Given that the 22,000 controlled units were renting, on average, for around $300 below market, the Boston property tax base is increasing. It appears that assessments will only change gradually, with the eventual annual increase in property tax revenues being at least $5 million to $7 million per year. (Some of this increase may already have been achieved since Boston has had a policy of aggressively reassessing rent-controlled buildings at expected eventual vacancy decontrol values.) This result implies an increase of residential property tax revenue of at least 2.3 percent, and an increase in total property tax revenue of at least 0.7 percent.

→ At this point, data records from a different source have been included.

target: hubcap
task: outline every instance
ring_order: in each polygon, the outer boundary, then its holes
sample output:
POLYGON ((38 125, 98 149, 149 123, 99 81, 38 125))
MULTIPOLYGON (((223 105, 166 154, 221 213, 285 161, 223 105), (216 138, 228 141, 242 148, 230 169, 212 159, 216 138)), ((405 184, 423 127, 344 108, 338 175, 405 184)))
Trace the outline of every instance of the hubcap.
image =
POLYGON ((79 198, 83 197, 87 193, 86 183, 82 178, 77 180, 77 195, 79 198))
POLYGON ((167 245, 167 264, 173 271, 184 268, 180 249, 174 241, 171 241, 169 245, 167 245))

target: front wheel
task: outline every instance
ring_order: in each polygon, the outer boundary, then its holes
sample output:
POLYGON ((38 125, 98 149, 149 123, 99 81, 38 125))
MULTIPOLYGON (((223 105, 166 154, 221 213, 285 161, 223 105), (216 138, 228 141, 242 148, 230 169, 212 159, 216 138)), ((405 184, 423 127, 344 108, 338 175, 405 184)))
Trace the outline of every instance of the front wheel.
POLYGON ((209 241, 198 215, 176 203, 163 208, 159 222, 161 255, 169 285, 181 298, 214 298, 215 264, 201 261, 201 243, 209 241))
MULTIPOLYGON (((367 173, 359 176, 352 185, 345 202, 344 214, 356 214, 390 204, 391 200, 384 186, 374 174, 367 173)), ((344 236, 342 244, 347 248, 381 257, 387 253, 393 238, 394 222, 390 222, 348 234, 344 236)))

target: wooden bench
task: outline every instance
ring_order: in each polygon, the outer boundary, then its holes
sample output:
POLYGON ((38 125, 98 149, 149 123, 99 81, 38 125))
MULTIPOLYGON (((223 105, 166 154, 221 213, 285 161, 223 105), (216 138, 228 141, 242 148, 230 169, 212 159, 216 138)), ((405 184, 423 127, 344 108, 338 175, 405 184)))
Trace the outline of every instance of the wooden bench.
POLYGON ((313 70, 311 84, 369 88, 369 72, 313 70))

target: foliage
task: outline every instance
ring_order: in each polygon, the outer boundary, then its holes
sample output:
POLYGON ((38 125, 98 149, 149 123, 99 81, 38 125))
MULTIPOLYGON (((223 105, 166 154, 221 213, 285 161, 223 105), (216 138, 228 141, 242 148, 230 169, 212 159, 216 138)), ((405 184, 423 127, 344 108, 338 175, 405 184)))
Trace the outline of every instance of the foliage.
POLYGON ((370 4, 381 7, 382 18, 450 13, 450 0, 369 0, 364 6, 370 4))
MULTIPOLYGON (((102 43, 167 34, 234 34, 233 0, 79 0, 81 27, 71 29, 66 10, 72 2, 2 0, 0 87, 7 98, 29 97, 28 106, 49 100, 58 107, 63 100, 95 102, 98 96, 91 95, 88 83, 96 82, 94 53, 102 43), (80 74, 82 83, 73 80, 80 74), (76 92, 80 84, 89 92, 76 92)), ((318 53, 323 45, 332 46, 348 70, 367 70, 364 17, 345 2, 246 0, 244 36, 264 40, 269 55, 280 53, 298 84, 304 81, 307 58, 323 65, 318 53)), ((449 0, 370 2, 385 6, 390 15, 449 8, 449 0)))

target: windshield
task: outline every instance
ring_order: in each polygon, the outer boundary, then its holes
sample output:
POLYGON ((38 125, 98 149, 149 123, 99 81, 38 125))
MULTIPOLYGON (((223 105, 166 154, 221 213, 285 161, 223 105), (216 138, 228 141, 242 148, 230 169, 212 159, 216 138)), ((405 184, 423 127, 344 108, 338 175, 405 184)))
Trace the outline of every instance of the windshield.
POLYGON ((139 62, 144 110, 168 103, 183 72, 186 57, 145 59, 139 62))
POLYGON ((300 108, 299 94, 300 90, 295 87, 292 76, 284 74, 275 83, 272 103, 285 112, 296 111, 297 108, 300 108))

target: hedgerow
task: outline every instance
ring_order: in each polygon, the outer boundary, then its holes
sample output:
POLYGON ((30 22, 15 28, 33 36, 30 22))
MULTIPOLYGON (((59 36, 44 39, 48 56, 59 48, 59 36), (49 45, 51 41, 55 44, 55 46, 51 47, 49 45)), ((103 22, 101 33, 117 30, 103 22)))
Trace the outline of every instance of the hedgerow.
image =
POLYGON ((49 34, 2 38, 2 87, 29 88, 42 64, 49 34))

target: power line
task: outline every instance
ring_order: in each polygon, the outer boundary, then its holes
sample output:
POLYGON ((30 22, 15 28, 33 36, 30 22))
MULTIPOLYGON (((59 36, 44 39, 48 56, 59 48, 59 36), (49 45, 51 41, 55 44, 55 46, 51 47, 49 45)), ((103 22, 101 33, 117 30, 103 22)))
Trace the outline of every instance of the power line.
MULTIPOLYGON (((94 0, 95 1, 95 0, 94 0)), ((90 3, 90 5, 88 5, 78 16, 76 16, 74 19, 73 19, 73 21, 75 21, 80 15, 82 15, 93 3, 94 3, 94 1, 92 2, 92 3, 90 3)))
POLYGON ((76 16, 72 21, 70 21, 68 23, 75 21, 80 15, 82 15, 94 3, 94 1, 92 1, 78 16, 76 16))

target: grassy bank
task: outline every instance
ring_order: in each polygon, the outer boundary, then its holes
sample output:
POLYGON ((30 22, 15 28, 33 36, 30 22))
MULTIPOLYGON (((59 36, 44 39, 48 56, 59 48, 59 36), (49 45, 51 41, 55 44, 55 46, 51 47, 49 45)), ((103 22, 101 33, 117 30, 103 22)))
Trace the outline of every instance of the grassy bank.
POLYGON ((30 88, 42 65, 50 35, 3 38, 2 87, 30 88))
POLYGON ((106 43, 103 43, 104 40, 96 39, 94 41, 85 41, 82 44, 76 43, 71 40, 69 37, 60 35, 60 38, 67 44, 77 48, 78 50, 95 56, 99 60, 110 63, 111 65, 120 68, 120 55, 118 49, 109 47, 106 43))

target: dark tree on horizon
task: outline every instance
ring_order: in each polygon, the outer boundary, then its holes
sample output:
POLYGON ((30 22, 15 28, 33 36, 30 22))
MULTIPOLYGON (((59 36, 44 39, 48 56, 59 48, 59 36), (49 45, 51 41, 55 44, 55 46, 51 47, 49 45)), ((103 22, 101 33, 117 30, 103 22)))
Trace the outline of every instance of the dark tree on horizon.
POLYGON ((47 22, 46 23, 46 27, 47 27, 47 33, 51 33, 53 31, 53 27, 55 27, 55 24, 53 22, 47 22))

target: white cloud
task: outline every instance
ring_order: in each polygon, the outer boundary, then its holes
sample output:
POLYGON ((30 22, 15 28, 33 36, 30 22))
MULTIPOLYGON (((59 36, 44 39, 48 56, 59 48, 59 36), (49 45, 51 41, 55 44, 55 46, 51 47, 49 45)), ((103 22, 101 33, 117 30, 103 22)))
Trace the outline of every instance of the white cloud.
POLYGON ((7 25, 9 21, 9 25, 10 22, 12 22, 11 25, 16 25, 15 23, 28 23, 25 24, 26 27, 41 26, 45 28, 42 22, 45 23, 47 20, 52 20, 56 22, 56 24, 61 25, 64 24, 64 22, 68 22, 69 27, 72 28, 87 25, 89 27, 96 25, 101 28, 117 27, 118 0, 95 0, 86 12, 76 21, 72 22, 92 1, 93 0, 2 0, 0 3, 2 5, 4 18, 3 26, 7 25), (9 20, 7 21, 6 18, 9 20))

Deregulation in New York should produce results at least that strong. A 2.3 to 3.2 percent annual increase in the city’s residential property tax collections would amount to $83 million to $116 million. Studies by Roistacher (1991) and deSeve (1997) suggest the increase would be even larger, in the range of $150 million to $180 million. And an increase of one percent in New York’s housing stock during the current strong economic period would amount to more than 27,000 units, four times more than the number now being planned or under construction.

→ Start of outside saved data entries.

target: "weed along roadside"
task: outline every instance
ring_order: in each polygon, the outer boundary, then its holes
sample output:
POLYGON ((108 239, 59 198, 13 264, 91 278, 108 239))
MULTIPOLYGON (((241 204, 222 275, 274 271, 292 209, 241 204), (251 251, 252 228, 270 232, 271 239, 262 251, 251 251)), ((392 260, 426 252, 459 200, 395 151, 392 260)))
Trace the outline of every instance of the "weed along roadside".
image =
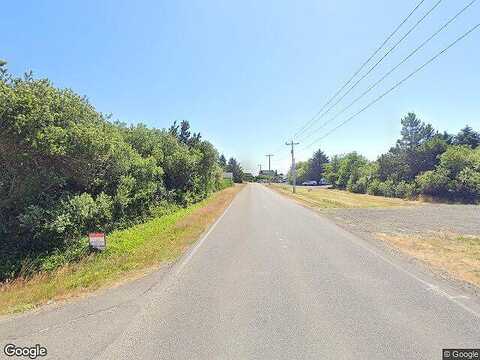
POLYGON ((168 215, 108 235, 105 250, 76 263, 0 286, 0 314, 33 309, 119 281, 177 259, 223 213, 243 185, 228 187, 168 215))
POLYGON ((387 198, 367 194, 354 194, 344 190, 326 189, 320 187, 297 187, 296 194, 293 194, 290 186, 275 184, 271 188, 282 195, 290 197, 298 202, 314 209, 336 209, 336 208, 378 208, 415 206, 417 201, 407 201, 397 198, 387 198))

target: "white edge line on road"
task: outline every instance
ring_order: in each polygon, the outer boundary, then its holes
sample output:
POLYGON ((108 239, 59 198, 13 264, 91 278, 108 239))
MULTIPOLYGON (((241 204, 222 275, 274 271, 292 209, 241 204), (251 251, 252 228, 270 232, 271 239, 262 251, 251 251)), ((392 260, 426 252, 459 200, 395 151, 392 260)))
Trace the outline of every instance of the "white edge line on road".
MULTIPOLYGON (((243 190, 243 189, 242 189, 243 190)), ((240 194, 242 192, 242 190, 240 190, 240 192, 238 194, 240 194)), ((202 236, 202 238, 200 240, 197 241, 197 243, 194 245, 194 247, 190 250, 190 252, 187 254, 187 256, 182 260, 182 262, 178 265, 178 268, 176 269, 175 271, 175 276, 178 276, 181 274, 183 268, 190 262, 190 260, 193 258, 193 256, 195 255, 195 253, 198 251, 198 249, 200 249, 200 247, 202 246, 202 244, 205 242, 205 240, 207 240, 208 236, 210 235, 210 233, 215 229, 215 227, 218 225, 218 223, 223 219, 223 217, 225 216, 225 214, 228 212, 228 210, 230 209, 230 207, 233 205, 233 202, 235 201, 235 199, 237 198, 237 195, 235 195, 235 197, 232 199, 232 202, 227 206, 227 208, 223 211, 222 215, 220 215, 220 217, 213 223, 213 225, 210 226, 210 228, 208 229, 208 231, 202 236)))
MULTIPOLYGON (((327 219, 328 220, 328 219, 327 219)), ((336 224, 335 224, 336 225, 336 224)), ((336 225, 338 226, 338 225, 336 225)), ((345 229, 342 229, 343 231, 347 231, 345 229)), ((369 253, 371 253, 372 255, 374 255, 375 257, 379 258, 380 260, 383 260, 384 262, 386 262, 387 264, 389 264, 390 266, 394 267, 395 269, 403 272, 404 274, 410 276, 412 279, 414 280, 417 280, 418 282, 420 282, 421 284, 423 284, 424 286, 426 286, 427 289, 429 290, 432 290, 433 292, 437 293, 438 295, 440 296, 443 296, 445 297, 446 299, 450 300, 451 302, 457 304, 458 306, 460 306, 462 309, 464 309, 465 311, 469 312, 470 314, 472 315, 475 315, 476 317, 479 317, 480 318, 480 314, 478 312, 476 312, 475 310, 471 309, 470 307, 468 307, 467 305, 465 305, 464 303, 458 301, 457 299, 465 299, 468 297, 465 297, 465 296, 462 296, 462 295, 449 295, 447 292, 445 292, 444 290, 442 290, 439 286, 437 285, 434 285, 432 283, 429 283, 428 281, 426 280, 423 280, 421 279, 420 277, 418 277, 417 275, 411 273, 410 271, 404 269, 403 267, 401 267, 400 265, 394 263, 393 261, 387 259, 385 256, 379 254, 377 251, 374 251, 372 250, 370 247, 366 246, 365 244, 361 243, 359 241, 359 239, 361 241, 363 241, 361 238, 358 238, 356 237, 355 235, 351 234, 350 232, 347 231, 348 234, 350 234, 351 236, 354 236, 353 238, 350 236, 349 238, 351 239, 351 242, 355 243, 357 246, 360 246, 361 248, 367 250, 369 253)))
MULTIPOLYGON (((268 189, 268 188, 267 188, 268 189)), ((282 196, 281 194, 279 194, 278 192, 276 191, 273 191, 272 189, 268 189, 271 191, 271 193, 273 194, 276 194, 278 195, 280 198, 282 199, 285 199, 285 200, 289 200, 286 196, 282 196)), ((443 296, 445 297, 446 299, 448 299, 449 301, 455 303, 456 305, 460 306, 463 310, 469 312, 470 314, 472 315, 475 315, 476 317, 480 318, 480 313, 478 313, 477 311, 471 309, 470 307, 468 307, 467 305, 465 305, 464 303, 462 303, 461 301, 458 301, 458 299, 468 299, 468 296, 463 296, 463 295, 449 295, 447 292, 445 292, 444 290, 442 290, 439 286, 437 285, 434 285, 432 283, 429 283, 428 281, 425 281, 423 279, 421 279, 420 277, 418 277, 417 275, 411 273, 410 271, 404 269, 403 267, 401 267, 400 265, 394 263, 393 261, 387 259, 385 256, 379 254, 377 251, 374 251, 373 249, 371 249, 370 247, 366 246, 364 244, 364 240, 360 237, 358 237, 357 235, 355 234, 352 234, 351 232, 349 232, 348 230, 346 229, 343 229, 342 227, 340 227, 339 225, 337 225, 333 220, 325 217, 325 216, 322 216, 321 214, 319 214, 318 212, 316 212, 315 210, 313 210, 312 208, 309 208, 309 207, 306 207, 306 206, 302 206, 301 204, 297 203, 296 201, 291 201, 290 203, 292 204, 295 204, 299 207, 301 207, 302 209, 306 209, 307 211, 310 211, 312 212, 313 214, 319 216, 320 218, 330 222, 331 224, 333 224, 334 226, 337 226, 339 227, 343 232, 346 232, 349 236, 348 236, 348 239, 350 239, 350 241, 352 243, 355 243, 357 246, 363 248, 364 250, 367 250, 369 253, 371 253, 372 255, 374 255, 375 257, 379 258, 380 260, 383 260, 384 262, 386 262, 387 264, 389 264, 390 266, 393 266, 395 269, 403 272, 404 274, 410 276, 412 279, 414 280, 417 280, 418 282, 420 282, 421 284, 423 284, 424 286, 426 286, 427 289, 437 293, 438 295, 440 296, 443 296)))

New York Would Benefit from Deregulation, but the Process Would Be More Complicated than in Massachusetts
There are numerous lessons from the Massachusetts experience that are relevant to the current rent deregulation debate in New York City. The most important is to bring the best possible data and analysis to bear on the issue. New York has the tremendous and unique advantage of having available the Housing and Vacancy Survey. But even in the Massachusetts case, in retrospect it turns out that there was sufficient information available indicating that deregulation would not be as cataclysmic as many believed. But few were paying attention. In New York, there is empirical evidence that a carefully designed, phased withdrawal from rent regulation can be achieved. Total deregulation will require targeted housing assistance for the least fortunate.
A major difference between the Boston area and New York is the scale of rent regulation. In the Boston metropolitan area, in a two-year period 42,500 rental units were decontrolled. New York has more than a million regulated rental units and has had rent regulation for more than 50 years. Deregulation in New York will take longer than two years. It should be remembered, however, that a majority of New York households under rent stabilization are not benefitting from the system. In Upper Manhattan and the outer boroughs (with the exception of some affluent areas) benefits on average are negligible or nonexistent. Stabilized units do have somewhat lower rents but are also generally smaller. When size, quality and neighborhood are taken into account, the rent benefit disappears. Of course, there is considerable variation in benefits, so a short phasing out period makes sense. Thus the Boston area had 42,500 controlled units with large benefits, while New York has more than a million regulated units, but with only a minority enjoying modest to substantial benefits.
Like other U.S. cities, Boston and Cambridge will continue to have housing problems. But deregulation is increasing the quality and quantity of the housing stock, and making more effective use of the existing stock. By ending its more comprehensive system of rent regulations, New York can achieve a far healthier housing market and, hence, much greater benefits.